Secret Service Admits 'Complacency' Before Trump Firing

Secret Service Admits ‘Complacency’ Before Trump Firing


An internal review by the US Secret Service has identified poor planning and a breakdown in communication among a litany of security failures on the day of Donald Trump’s assassination attempt two months ago.

Secret Service Director Ronald Rowe said the interim report suggested “complacency” by some of his agents.

He said that the use of different radio frequencies by the police and the Secret Service meant that Trump’s protection team was not aware that a suspicious person had been identified at the rally in Butler, Pennsylvania.

The report also highlighted the failure to secure the building from which the shooter fired. The July 13 attack led to the resignation of the last director of the secret service.

“The Secret Service has not given clear guidance or direction to local law enforcement partners,” Mr Rowe said on Friday.

A gunman fired eight shots at Trump from the roof of a building. The Republican White House candidate’s ear was grazed by a bullet, one protester was killed, and two others were wounded before a Secret Service sniper shot the suspect dead.

Friday’s internal findings suggest that Trump’s security detail was not aware that state and local law enforcement were intensively pursuing a suspicious person, who turned out to be the gunman.

Had they been aware, the agents could have moved Trump to another location during the search, according to the report.

Law enforcement also communicated vital information over Secret Service radio frequencies.

The suspect was able to climb onto a nearby roof with a direct line of sight to where the former president was speaking.

Rowe described a “lack of follow through” in controlling access to the building and roof.

He added that sight line issues involving the building were recognized but not mitigated or escalated to supervisors.

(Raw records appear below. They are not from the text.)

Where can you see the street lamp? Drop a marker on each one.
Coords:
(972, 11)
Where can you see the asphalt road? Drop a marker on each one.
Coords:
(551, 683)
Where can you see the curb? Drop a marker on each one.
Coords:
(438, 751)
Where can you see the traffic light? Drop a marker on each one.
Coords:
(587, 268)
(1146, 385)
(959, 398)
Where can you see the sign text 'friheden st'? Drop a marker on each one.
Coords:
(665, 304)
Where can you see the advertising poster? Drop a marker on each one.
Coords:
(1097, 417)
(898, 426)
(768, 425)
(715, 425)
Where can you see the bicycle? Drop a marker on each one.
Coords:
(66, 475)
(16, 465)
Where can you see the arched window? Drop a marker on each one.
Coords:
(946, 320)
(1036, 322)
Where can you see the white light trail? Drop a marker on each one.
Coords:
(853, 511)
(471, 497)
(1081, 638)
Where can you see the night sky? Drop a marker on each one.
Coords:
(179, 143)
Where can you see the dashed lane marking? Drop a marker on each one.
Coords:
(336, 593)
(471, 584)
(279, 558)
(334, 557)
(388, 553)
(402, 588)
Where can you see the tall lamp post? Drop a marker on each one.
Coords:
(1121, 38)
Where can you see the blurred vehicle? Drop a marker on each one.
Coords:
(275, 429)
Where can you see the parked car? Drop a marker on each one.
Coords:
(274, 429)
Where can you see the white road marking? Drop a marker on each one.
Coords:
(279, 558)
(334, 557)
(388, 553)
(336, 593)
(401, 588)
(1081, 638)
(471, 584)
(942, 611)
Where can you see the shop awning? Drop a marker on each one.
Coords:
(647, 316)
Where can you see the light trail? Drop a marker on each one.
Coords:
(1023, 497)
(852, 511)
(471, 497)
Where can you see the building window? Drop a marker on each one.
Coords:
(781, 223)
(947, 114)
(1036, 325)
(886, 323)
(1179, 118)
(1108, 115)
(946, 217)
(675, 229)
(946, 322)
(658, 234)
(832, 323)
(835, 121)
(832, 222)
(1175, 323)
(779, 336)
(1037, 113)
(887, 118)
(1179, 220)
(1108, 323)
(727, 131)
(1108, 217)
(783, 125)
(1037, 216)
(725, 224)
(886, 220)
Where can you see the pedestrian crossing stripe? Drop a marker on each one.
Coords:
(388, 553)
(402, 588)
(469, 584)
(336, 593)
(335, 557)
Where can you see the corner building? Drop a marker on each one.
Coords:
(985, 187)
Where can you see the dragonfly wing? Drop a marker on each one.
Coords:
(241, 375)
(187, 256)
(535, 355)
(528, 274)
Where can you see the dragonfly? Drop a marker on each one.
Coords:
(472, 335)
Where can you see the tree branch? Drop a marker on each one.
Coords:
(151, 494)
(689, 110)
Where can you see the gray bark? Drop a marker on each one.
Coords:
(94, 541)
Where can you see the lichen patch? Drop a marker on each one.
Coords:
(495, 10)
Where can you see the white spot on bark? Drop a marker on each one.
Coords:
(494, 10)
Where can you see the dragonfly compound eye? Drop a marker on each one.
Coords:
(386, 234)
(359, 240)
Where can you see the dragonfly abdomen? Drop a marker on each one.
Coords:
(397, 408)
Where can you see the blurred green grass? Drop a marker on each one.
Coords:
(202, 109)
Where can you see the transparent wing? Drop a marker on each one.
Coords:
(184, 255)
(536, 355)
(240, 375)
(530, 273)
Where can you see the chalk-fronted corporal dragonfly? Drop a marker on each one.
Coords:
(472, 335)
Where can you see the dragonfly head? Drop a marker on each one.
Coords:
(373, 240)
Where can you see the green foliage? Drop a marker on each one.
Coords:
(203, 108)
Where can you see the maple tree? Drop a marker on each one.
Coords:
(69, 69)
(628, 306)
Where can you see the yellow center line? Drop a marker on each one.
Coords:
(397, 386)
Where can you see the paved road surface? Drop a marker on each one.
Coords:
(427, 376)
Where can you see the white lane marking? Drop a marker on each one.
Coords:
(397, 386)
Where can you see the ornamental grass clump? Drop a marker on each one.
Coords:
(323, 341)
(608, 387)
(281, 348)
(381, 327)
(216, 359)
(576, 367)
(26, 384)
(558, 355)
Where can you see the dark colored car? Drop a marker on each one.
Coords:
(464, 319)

The acting director said the Secret Service cannot “defer our responsibilities to others” as the agency moves into an accountability phase of its review.

“This was a failure on the part of the US Secret Service,” Mr Rowe said.

“It is important that we take responsibility for the failures of July 13, and that we use the lessons learned to ensure that we do not have another failure like this again.”

The agency says disciplinary action will be taken against the agents involved.

The acting director spoke of a heightened threat environment following the second apparent assassination attempt involving Trump on Sunday in Florida.

He said the agency needed a “paradigm shift.”

Also on Friday, the US House of Representatives voted unanimously to strengthen Secret Service protections for presidential and vice presidential candidates. The bill must pass the Senate.